Author Login Chief Editor Login Reviewer Login Editor Login Remote Office

Computer Engineering

   

SPADE: Reinforcement Learning UAV Decision-Making Under Delayed Conditions

  

  • Online:2026-01-27 Published:2026-01-27

面向时延环境的无人机强化学习智能控制方法

Abstract: Recent advancements in Deep Reinforcement Learning (DRL) have shown strong capabilities in Unmanned Aerial Vehicle (UAV) decision-making, achieving significant results in various UAV control tasks. However, existing DRL studies on UAV control mostly assume an idealized “zero-delay” environment, overlooking the signal delays ubiquitous in real-world links. Directly transferring generic delay-handling methods validated on MuJoCo-like benchmarks to highly dynamic UAV platforms often fails to reproduce their original benefits and can even aggravate performance degradation. Through simulated experiments, this study verifies, in a simulated environment, the significant decline in performance experienced by DRL-trained UAV agents under signal delays, and provides an in-depth analysis of the causes. We propose the State-Prediction and Adaptive Decision-enhanced (SPADE), which effectively handles both fixed and non-fixed delays. In a 1v1 close-range combat task, SPADE achieves control performance comparable to that of a delay-free system. Within a delay range of 300–2400 milliseconds, SPADE demonstrates an average win rate improvement of 19.4% (for fixed delays) and 13.0% (for non-fixed delays) over baseline methods. It significantly compensates for the performance degradation of the Soft Actor-Critic (SAC) algorithm caused by delays and outperforms existing methods aimed at mitigating delay effects in deep reinforcement learning for UAV control. In general, this research highlights the negative impact of signal delay on the UAV control system and introduces SPADE as a robust solution to address these challenges, significantly improving UAV control performance under delay conditions.

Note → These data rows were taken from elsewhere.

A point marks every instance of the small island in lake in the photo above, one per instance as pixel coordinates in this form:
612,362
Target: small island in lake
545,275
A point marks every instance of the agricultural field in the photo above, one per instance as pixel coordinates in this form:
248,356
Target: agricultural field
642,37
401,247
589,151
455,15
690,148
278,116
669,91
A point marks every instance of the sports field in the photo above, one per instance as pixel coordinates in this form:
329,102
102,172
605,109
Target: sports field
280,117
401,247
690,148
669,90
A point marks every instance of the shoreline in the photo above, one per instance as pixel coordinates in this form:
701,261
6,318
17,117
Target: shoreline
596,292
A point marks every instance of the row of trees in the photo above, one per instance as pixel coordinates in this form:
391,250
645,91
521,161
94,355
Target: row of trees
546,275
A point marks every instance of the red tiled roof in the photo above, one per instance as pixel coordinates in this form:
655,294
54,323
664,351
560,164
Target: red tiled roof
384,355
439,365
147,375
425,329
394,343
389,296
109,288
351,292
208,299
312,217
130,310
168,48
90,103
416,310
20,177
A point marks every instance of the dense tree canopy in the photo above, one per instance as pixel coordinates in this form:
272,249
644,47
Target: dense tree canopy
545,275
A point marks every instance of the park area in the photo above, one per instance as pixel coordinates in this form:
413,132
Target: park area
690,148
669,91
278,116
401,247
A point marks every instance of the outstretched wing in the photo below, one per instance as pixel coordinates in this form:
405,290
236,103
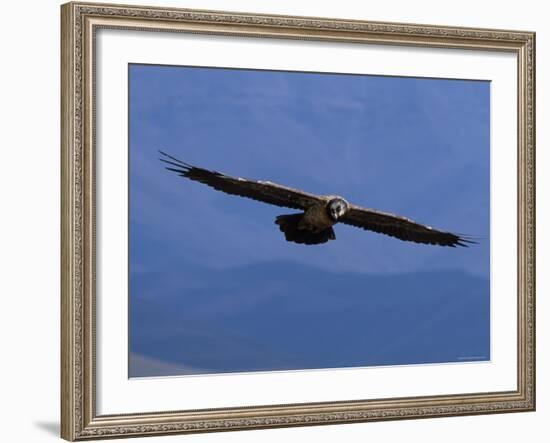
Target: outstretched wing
400,227
263,191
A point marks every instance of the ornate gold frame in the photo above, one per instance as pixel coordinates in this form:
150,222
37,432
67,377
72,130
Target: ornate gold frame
79,420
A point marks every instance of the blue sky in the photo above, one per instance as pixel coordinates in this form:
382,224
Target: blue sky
416,147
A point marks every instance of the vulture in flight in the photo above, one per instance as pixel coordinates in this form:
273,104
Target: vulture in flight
318,213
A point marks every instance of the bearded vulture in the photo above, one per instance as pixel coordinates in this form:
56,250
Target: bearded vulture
313,225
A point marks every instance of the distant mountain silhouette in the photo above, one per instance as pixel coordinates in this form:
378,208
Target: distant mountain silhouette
283,315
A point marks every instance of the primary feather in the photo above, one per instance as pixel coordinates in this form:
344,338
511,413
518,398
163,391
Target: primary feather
278,195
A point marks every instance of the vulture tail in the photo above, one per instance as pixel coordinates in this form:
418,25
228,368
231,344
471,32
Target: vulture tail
289,224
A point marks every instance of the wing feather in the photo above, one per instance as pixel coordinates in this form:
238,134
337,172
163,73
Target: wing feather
401,227
263,191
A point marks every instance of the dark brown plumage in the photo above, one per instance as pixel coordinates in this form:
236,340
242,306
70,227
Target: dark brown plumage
314,225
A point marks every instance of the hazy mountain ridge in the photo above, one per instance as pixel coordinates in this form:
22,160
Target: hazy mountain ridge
249,318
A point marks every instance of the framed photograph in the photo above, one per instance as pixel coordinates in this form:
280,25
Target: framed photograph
283,221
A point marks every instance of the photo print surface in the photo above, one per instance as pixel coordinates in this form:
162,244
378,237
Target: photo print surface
215,286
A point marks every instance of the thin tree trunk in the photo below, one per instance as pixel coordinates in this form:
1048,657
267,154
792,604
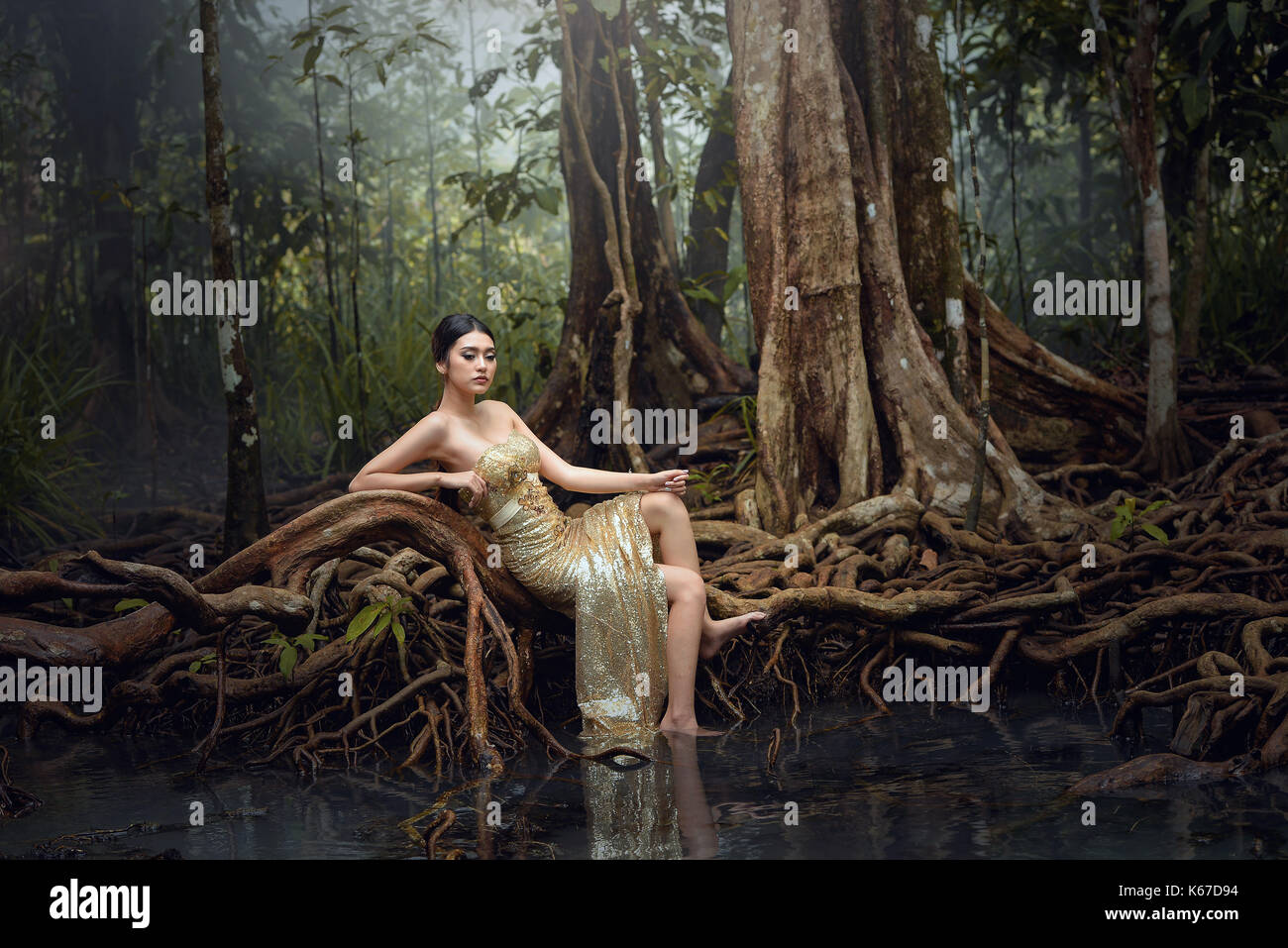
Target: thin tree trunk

摘要: 深度强化学习(DRL)在无人机(UAV)决策领域的最新研究中展现出强大潜力,已在多种控制任务中取得显著成效。然而,现有将DRL用于无人机控制的研究大多默认“零延迟”理想环境,忽略了真实链路中普遍存在的信号延迟;直接把在 MuJoCo 等基准任务中验证的通用延迟处理方法迁移到高动态无人机平台,往往难以复现其原有效果,甚至加剧性能衰减。本研究通过仿真实验验证了经过深度强化学习训练的无人机智能体在信号延迟下出现的显著性能下降,并深入分析了性能衰退的原因。论文提出了一种状态预测与自适应决策增强框架SPADE,能够有效处理固定与非固定延迟,在1v1近距离格斗任务中实现了与无延迟系统相媲美的控制效果:在300–2400 毫秒延迟区间内,SPADE较基线方法平均胜率增幅为19.4%(固定延迟)13.0%(非固定延迟),显著补偿了软演员-评论家(SAC)算法因延迟造成的性能衰减,且优于现有缓解深度强化学习无人机控制延迟效应的方法。总体而言,本研究揭示了信号延迟对无人机控制系统的负面影响,并提出了创新的状态预测与决策增强框架(SPADE)以应对此挑战,显著提升了在延迟条件下的无人机控制性能。